Lá no alto, o Airbus A322 proveniente de Los Angeles varava as nuvens no céu cor de fogo, preparando-se para completar o voo 940. Instruídos pela comissária de bordo, os passageiros conservaram o cinto de segurança afivelado e sua poltrona na posição vertical. A temperatura local, segundo o comandante, era amena: 55º Fahrenheit, ou 13º Celsius. A aeronave sobrevoou a estrutura iluminada da Bay Bridge e a Ilha de Alcatraz, emparelhou com a Golden Gate Bridge e fez meia-volta em mar aberto, tomando o rumo da pista de pouso às margens da baía. Minutos depois, aterrissava pontualmente no Aeroporto de São Francisco. Eram 19h45.

Do outro lado da cidade, Marisa assistia ao espetáculo do anoitecer através da janela hexagonal da sala de estar. Os vidros já começavam a embaçar quando ela recuou e estudou o ambiente perfumado com potpourri de flores. Diante do móvel de madeira que abrigava o equipamento de home theater, um imenso sofá bege aguardava pacientemente a próxima sessão de cinema. A mesa de centro, estofada com a mesma camurça, era sua fiel escudeira e ponto de parada transitório para duas caixas de bombons sortidos.

Marisa sorriu consigo mesma. Pelo jeito, estava tudo pronto para o sábado à noite. A julgar pelos sons que vinham da cozinha, sua anfitriã estava em plena atividade com as alquimias de um jantar especial para o marido que não tardava a chegar (hoje, os cheiros que se espalhavam na casa sugeriam leitão assado e torta de cereja). Depois de comer, o casal costumava confraternizar no sofá com dois gatos siameses, vendo tevê madrugada adentro.

Seus anfitriões formavam um par engraçado, pensou Marisa. Mrs. Stevenson era uma mulher grande e rechonchuda de sessenta anos, com cabelos curtos tingidos de loiro, bochechas rosadas e olhos azuis cheios de vivacidade. Mr. Stevenson era seu oposto, um senhor pálido, pequeno e circunspecto, de cabeleira branca e tímidos olhos azuis. Ela gostava de comédia e ele, de drama. A uma certa altura os dois discutiriam sobre a escolha do filme e, sem chegar a um acordo, acabariam vendo algum reality show.

Enrolando a echarpe de oncinha em volta do pescoço, Marisa alisou a calça jeans nova e abotoou a jaqueta vermelha comprada aquela tarde numa liquidação. Pegou a bolsa a tiracolo.

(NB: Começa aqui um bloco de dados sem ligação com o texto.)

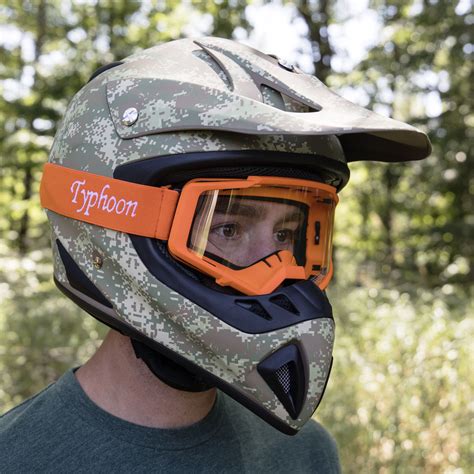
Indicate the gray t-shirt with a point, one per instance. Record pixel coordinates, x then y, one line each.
62 430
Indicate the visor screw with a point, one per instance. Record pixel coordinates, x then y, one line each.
130 116
97 260
286 65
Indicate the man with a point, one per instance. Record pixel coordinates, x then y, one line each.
191 192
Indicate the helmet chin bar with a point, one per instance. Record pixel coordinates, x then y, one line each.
168 371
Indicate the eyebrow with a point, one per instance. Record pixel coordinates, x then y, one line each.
236 208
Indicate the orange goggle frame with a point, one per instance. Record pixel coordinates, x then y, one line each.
165 214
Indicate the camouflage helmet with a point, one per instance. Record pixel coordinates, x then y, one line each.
211 108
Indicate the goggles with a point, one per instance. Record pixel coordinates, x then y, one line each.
250 234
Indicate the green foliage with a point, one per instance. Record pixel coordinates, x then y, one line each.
42 333
400 388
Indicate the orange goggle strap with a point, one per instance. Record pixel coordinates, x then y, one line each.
107 202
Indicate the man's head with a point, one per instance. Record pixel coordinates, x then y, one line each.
191 191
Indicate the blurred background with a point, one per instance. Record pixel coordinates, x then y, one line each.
400 397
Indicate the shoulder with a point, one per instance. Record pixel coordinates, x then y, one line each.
312 449
22 416
30 430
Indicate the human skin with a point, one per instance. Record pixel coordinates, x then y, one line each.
122 385
247 231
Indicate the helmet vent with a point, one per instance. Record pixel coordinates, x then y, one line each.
284 302
214 65
284 373
281 101
284 378
272 97
255 307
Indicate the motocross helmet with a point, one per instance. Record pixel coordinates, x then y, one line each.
191 191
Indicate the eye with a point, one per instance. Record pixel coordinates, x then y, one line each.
284 236
227 231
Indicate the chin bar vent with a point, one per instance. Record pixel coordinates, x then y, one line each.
283 371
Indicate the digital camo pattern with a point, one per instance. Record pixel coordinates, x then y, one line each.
171 319
195 108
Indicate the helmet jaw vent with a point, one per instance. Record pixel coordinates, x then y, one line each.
284 373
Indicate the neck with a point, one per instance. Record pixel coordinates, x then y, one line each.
119 383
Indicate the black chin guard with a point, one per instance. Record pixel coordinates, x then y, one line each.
167 371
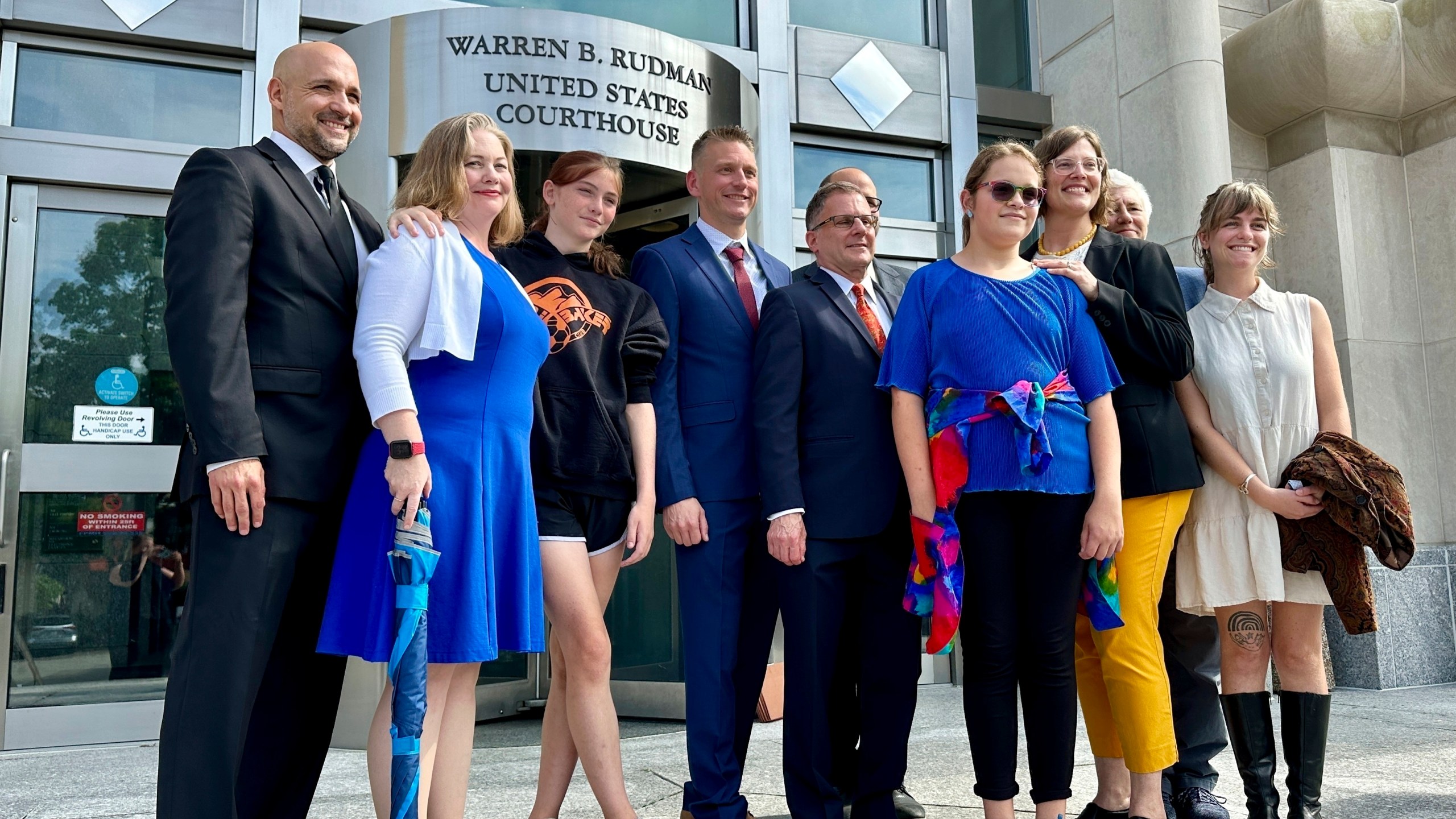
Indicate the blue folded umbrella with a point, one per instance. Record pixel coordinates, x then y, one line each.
412 563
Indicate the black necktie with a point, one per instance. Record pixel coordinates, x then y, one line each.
338 216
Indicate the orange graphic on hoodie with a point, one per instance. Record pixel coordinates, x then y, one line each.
567 312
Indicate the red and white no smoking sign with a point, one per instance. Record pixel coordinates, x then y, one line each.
98 522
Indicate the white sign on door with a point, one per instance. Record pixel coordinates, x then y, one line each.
113 424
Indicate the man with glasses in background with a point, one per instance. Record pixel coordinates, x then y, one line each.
838 516
845 730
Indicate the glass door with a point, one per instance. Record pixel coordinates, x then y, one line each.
92 421
643 617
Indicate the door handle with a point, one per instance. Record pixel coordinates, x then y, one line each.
5 491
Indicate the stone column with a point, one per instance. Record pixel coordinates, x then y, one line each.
1148 76
1351 102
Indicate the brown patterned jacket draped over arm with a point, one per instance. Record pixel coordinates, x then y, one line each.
1365 506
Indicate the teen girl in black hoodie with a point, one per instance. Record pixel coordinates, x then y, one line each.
592 460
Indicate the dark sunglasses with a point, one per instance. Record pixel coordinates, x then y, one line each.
1004 191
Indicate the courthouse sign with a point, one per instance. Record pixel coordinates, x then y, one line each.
554 81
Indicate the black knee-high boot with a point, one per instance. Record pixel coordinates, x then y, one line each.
1305 726
1251 735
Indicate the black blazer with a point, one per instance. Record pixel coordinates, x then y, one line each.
261 305
1140 312
823 431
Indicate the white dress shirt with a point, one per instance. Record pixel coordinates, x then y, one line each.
756 278
872 295
309 165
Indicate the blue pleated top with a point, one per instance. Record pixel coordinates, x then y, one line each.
969 331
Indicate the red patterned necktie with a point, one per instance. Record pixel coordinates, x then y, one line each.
868 317
740 279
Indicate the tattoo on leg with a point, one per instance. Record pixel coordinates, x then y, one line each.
1247 630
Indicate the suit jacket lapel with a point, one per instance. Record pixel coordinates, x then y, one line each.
846 308
309 198
1104 254
702 253
892 286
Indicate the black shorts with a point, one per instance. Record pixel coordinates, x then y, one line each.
597 522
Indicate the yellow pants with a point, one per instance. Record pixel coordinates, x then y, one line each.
1122 678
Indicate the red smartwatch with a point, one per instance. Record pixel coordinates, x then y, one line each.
405 449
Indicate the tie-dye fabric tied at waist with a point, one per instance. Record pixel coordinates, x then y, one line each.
937 581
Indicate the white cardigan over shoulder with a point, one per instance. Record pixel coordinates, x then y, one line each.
419 297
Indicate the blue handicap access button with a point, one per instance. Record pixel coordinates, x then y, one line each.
117 387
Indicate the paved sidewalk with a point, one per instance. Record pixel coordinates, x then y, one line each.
1392 755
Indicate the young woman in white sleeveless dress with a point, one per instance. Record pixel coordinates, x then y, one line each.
1265 381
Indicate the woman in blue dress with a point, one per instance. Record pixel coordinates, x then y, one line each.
1004 365
472 344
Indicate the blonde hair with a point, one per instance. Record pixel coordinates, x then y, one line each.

Goodbye, Mrs. Stevenson! — despediu-se, descendo a escada que levava à rua.

Goodbye, honey. Have fun! — respondeu a anfitriã, com sua voz rouca vinda dos fundos da casa.

O curso de inglês tinha terminado, e já não era sem tempo! Durante as duas últimas semanas, Marisa e Valentina quase se afogaram numa maratona de imersão total, com aulas práticas e teóricas que se estendiam da manhã até a noite. A imersão havia adentrado também o fim de semana anterior, com a programação turística de praxe sob a tutela dos professores: fazer uma visita guiada à prisão de Alcatraz; andar de bonde até o Fishermen’s Wharf para comer peixe frito, ver os leões-marinhos do Pier 39 e comprar camisetas com os dizeres I love San Francisco; explorar os jardins exóticos do Golden Gate Park e o De Young Museum, terminando o passeio nas areias da Ocean Beach; e, claro, atravessar a Golden Gate Bridge na van turquesa-metálico de Miss Clark para uma parada estratégica no morro descampado do outro lado da ponte — junto a um grupo de turistas japoneses — para admirar a belíssima paisagem da baía, tendo a metrópole ao fundo e as águas de prata riscadas por veleiros… Clic, clic, clic. E tirar uma porção de fotos.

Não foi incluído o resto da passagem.